Community in Adulthood
Since high school, I have been blessed with inclusion in two authentic communities. The first perhaps a bit less mature than the current one, but nonetheless fitting of my definition of community.
While living in Lake Tahoe I was forced and blessed to live with several housemates. Tahoe attracts a certain type of person; young, adventurous, extreme, hard-working and ‘harder-playing’; my phrase for someone who plays even harder than they work. There is not a plethora of employment opportunities nor do the existing jobs pay very well, so finding a solid group of people that you’re willing to live with and share expenses with became essential.
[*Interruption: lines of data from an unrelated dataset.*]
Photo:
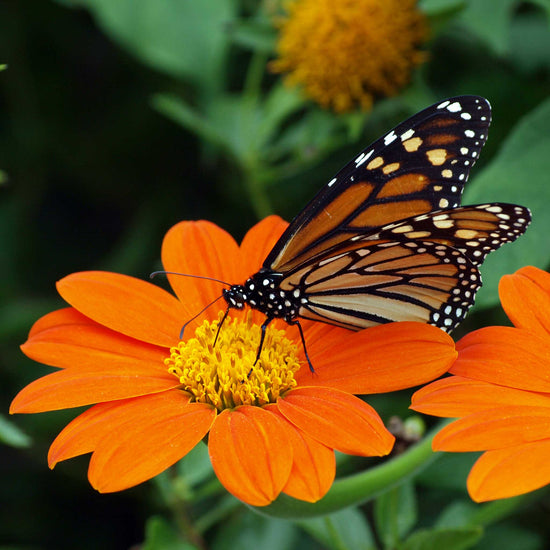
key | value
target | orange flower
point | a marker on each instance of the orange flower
(271, 428)
(501, 393)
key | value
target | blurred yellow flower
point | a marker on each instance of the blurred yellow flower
(345, 53)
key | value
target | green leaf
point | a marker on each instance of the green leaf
(160, 535)
(449, 471)
(433, 8)
(448, 539)
(359, 488)
(395, 514)
(248, 531)
(512, 537)
(479, 12)
(11, 435)
(345, 529)
(184, 38)
(255, 35)
(518, 174)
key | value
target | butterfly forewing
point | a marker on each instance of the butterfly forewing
(420, 166)
(397, 281)
(386, 239)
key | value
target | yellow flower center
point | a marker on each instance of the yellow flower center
(345, 54)
(224, 375)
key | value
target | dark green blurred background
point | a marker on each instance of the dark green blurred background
(94, 176)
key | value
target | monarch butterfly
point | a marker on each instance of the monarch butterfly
(386, 240)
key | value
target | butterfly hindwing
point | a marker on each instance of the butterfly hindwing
(421, 269)
(473, 230)
(420, 166)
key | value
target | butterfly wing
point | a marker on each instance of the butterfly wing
(420, 166)
(422, 269)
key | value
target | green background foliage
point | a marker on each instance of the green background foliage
(119, 118)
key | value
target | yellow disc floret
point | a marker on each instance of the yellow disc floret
(224, 375)
(345, 53)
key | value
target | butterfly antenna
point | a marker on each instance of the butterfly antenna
(199, 314)
(220, 326)
(155, 273)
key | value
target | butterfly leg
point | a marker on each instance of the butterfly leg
(297, 323)
(262, 338)
(220, 326)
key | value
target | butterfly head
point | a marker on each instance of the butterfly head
(235, 296)
(262, 292)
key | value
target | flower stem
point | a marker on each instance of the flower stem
(358, 488)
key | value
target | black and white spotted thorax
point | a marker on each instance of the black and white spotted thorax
(262, 292)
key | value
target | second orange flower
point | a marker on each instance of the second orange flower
(271, 427)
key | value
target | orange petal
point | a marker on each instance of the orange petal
(382, 359)
(455, 396)
(506, 356)
(69, 388)
(250, 452)
(201, 248)
(338, 420)
(525, 296)
(509, 472)
(82, 434)
(148, 436)
(68, 339)
(313, 467)
(259, 241)
(125, 304)
(59, 317)
(495, 429)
I was most fortunate to find such a group; one that quickly blossomed into a healthy community. We must have all had a similar purpose at that stage of our lives; to push the limits of our physical bodies, not be restrained by elements of nature (or law for that matter), bring to reality our wildest ideas, and survive with some radical stories to tell. To satisfy these purposes required us to recognize and affirm the variety of unique gifts each of us brought to the group. My buddy Lane was the one capable of bringing a thought or sketch to physical form. Chad was the one willing to risk his body for the test run. Jared provided encouragement and the constant reminder that what we were doing may be considered a “Darwin Moment.” I was the occasional voice of reason, but most often the front man when confronted by outsiders. I also managed the grocery shopping, cooking, cleaning, nurturing when the inevitable injuries occurred; keeping of work schedules, paying rent, you know, the “responsible” things. However, our community wasn’t the individualized responsibilities of each of us but the recognition of our interdependence on each other, the support in bringing our gifts to the clan, and the authentic and whole-hearted witnessing of the trials and tribulations of our members.
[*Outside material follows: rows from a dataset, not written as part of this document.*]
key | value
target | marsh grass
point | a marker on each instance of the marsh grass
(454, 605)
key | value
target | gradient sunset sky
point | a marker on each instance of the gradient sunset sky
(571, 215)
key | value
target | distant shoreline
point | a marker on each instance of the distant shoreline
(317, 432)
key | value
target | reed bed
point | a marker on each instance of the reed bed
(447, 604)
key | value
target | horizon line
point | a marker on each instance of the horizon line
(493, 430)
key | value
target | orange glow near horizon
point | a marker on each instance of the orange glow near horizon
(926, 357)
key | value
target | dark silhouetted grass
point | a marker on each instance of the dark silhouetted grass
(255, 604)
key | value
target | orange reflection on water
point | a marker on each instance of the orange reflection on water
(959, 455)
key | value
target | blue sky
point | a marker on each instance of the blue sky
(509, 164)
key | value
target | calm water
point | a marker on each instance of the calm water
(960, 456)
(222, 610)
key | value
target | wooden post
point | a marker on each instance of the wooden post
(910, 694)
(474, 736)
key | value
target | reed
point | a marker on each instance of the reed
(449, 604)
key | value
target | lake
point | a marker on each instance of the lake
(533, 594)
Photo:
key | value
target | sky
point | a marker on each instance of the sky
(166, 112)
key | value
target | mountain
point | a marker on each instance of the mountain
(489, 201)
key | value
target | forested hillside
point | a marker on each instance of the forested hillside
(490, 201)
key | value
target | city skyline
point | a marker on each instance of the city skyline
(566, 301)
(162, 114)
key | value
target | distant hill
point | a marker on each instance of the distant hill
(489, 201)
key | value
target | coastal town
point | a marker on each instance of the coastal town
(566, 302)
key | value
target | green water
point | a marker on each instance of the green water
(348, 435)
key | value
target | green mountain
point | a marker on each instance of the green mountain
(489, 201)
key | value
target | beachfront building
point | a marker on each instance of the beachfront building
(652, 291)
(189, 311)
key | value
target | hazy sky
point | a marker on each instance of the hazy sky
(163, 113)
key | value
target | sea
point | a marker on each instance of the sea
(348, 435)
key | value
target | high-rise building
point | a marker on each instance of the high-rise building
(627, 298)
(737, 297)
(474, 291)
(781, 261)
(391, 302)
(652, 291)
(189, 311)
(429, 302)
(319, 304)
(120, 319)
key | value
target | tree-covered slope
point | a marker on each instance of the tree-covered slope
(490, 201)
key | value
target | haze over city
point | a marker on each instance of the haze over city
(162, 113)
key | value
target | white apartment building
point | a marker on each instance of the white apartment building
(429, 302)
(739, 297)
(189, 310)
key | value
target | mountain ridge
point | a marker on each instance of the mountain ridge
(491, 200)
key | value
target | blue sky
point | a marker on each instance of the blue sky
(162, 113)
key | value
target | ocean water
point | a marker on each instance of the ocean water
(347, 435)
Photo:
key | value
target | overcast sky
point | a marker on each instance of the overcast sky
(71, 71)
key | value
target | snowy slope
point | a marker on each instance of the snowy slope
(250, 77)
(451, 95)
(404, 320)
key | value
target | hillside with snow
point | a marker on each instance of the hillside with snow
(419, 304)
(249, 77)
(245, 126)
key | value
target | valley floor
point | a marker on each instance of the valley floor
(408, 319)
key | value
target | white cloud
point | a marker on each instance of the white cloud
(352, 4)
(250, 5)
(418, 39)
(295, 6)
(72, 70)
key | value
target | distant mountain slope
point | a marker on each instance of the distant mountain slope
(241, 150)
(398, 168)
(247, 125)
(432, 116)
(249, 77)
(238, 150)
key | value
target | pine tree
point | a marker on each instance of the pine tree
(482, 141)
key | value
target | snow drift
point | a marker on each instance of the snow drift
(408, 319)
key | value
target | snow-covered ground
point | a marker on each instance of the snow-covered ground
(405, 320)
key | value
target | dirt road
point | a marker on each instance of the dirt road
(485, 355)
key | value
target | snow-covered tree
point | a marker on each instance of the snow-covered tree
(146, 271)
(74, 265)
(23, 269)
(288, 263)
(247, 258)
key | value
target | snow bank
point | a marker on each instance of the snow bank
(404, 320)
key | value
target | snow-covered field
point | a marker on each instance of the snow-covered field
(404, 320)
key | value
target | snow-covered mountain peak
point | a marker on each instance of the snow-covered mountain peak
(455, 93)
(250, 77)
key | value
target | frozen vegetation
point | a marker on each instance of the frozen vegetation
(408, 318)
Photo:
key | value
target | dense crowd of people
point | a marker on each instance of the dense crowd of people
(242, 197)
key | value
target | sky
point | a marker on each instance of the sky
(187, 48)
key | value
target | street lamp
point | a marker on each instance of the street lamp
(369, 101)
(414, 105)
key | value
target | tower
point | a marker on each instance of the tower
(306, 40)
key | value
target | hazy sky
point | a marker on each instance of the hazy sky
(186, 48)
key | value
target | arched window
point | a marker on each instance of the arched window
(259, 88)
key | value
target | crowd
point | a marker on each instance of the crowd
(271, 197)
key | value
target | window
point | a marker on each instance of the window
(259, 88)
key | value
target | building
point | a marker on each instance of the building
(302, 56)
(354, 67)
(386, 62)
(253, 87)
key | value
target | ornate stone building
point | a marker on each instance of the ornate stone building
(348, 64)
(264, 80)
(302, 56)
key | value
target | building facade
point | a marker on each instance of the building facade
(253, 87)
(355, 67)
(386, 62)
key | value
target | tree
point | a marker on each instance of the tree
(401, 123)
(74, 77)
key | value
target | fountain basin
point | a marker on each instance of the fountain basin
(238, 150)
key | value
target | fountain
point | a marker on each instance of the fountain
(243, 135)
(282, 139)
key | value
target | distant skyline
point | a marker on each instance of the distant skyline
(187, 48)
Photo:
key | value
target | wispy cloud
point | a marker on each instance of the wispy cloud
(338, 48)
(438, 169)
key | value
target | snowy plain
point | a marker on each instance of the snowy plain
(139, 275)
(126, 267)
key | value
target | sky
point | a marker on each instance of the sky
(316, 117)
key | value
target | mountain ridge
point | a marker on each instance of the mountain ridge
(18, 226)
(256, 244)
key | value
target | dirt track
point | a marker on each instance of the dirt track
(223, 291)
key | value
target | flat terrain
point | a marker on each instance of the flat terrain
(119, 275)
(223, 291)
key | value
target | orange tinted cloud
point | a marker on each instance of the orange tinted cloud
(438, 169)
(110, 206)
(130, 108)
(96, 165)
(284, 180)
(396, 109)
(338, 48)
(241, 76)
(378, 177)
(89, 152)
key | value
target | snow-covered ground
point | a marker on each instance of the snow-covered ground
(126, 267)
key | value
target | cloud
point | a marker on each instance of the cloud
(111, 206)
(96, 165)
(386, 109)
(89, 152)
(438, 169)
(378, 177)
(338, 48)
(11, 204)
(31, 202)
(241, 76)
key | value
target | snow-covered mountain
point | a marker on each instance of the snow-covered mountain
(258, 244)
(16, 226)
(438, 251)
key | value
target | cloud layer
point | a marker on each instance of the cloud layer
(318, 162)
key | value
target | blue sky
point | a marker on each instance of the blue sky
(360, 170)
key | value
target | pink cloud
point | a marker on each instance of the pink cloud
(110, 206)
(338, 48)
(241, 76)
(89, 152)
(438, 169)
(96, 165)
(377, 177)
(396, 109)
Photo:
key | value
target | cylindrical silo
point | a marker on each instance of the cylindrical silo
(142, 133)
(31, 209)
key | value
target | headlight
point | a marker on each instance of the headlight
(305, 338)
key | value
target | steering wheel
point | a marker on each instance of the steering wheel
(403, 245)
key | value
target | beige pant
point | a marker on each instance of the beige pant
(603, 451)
The second community of my adult life is still fully intact today, and is one that took a tragedy to bring to my awareness. In 2014, the unfathomable happened; members of my community lost their 10-week-old son, Ollie. His mother was grief-stricken and we were determined to not allow her to hide. We gathered our resources, our individual gifts, and built a metaphorical cocoon surrounding her, each contributing our best selves. Some were tasked with helping her bathe, another with communicating with her employer, another with the coroner, someone to organize the bringing of food, someone to care for and nurture her surviving two year-old son in order to provide his mother the needed space to be uninhibited in her grief. It was in the wake of this tragedy that I fully recognized the power and necessity to have one’s grief witnessed by their community for the sake of true healing and the undeniable realization that we are healthiest when our interdependence on one another can be acknowledged.
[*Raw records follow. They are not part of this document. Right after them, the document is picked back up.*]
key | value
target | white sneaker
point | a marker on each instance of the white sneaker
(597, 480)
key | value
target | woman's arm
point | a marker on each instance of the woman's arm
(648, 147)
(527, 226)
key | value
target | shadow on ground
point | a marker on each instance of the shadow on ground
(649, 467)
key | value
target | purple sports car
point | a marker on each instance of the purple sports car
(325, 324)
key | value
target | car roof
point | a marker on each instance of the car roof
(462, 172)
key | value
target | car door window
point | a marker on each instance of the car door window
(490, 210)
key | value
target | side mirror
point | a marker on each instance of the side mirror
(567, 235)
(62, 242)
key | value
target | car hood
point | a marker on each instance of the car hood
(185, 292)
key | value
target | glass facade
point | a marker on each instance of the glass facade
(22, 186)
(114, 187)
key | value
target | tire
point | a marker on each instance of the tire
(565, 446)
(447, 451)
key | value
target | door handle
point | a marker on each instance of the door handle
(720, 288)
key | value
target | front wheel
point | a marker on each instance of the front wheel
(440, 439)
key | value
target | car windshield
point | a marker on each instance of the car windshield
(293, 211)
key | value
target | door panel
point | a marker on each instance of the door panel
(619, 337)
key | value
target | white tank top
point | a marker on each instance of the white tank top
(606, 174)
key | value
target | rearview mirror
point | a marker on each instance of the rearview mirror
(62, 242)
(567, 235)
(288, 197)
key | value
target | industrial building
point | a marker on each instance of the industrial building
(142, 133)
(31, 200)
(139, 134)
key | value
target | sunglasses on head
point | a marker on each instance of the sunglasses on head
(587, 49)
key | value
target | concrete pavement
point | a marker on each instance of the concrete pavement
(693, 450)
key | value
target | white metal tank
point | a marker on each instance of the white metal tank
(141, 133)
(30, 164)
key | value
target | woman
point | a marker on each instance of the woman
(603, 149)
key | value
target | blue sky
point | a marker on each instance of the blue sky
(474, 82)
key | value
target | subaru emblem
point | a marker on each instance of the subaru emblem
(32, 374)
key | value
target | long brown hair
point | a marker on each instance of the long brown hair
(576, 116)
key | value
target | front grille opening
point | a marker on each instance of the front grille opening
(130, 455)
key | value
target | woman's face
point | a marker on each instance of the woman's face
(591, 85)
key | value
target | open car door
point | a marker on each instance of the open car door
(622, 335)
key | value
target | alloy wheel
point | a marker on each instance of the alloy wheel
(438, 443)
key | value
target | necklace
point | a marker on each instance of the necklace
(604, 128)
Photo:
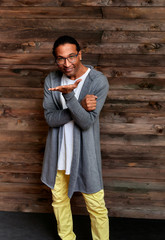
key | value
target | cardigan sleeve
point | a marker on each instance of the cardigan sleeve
(81, 117)
(55, 117)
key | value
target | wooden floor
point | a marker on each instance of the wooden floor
(32, 226)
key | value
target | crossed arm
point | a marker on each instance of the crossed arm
(88, 103)
(84, 113)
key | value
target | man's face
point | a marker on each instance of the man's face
(68, 68)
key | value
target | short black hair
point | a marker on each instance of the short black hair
(63, 40)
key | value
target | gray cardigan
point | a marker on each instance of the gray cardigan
(86, 173)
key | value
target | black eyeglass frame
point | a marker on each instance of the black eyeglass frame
(56, 60)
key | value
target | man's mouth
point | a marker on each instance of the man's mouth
(68, 70)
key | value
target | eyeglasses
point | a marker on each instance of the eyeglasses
(71, 59)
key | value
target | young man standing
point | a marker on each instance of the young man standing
(73, 98)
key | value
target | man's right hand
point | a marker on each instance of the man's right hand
(89, 102)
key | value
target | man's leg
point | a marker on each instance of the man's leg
(61, 207)
(98, 214)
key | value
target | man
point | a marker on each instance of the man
(73, 98)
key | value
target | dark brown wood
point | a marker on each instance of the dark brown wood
(123, 39)
(50, 13)
(94, 3)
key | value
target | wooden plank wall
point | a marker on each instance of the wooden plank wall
(126, 41)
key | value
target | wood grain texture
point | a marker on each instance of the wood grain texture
(126, 41)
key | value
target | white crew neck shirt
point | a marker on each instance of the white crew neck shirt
(66, 150)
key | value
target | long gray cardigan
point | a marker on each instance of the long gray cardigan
(86, 173)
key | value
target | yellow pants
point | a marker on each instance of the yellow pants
(95, 205)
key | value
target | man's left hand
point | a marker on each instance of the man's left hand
(66, 88)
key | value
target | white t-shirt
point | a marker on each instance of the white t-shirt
(66, 150)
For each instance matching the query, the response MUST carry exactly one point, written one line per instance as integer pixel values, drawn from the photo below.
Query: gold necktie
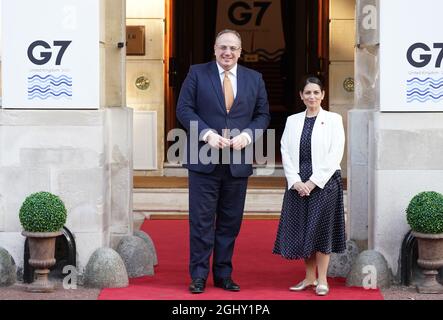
(227, 90)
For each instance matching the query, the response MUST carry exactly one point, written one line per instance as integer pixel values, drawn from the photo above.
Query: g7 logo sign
(245, 14)
(45, 56)
(424, 58)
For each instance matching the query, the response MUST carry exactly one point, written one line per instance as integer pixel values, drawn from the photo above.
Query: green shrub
(42, 212)
(425, 212)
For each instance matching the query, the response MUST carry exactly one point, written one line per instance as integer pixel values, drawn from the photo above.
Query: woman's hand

Through my own experiences of community and feelings of belonging, as well as witnessing the pain of those unable to find it, I have come to recognize the essentialness of a safe place to seek support in healing, to bring and share my unique gifts, and be reminded of my purpose in life. An expert in both ritual and community, writer Malidoma Somé says it so well when he wonders, “What would it be like if that intensity of human connection could be found here, in addition to all of the material wealth that is available? If the human wealth could match the material wealth, what would happen? Heaven could be created right here” (Somé 1999).
Somé, Malidoma. 1999. The Healing Wisdom of Africa: Finding Life Purpose Through Nature, Ritual, and Community. New York, NY: Penguin Putnam Inc.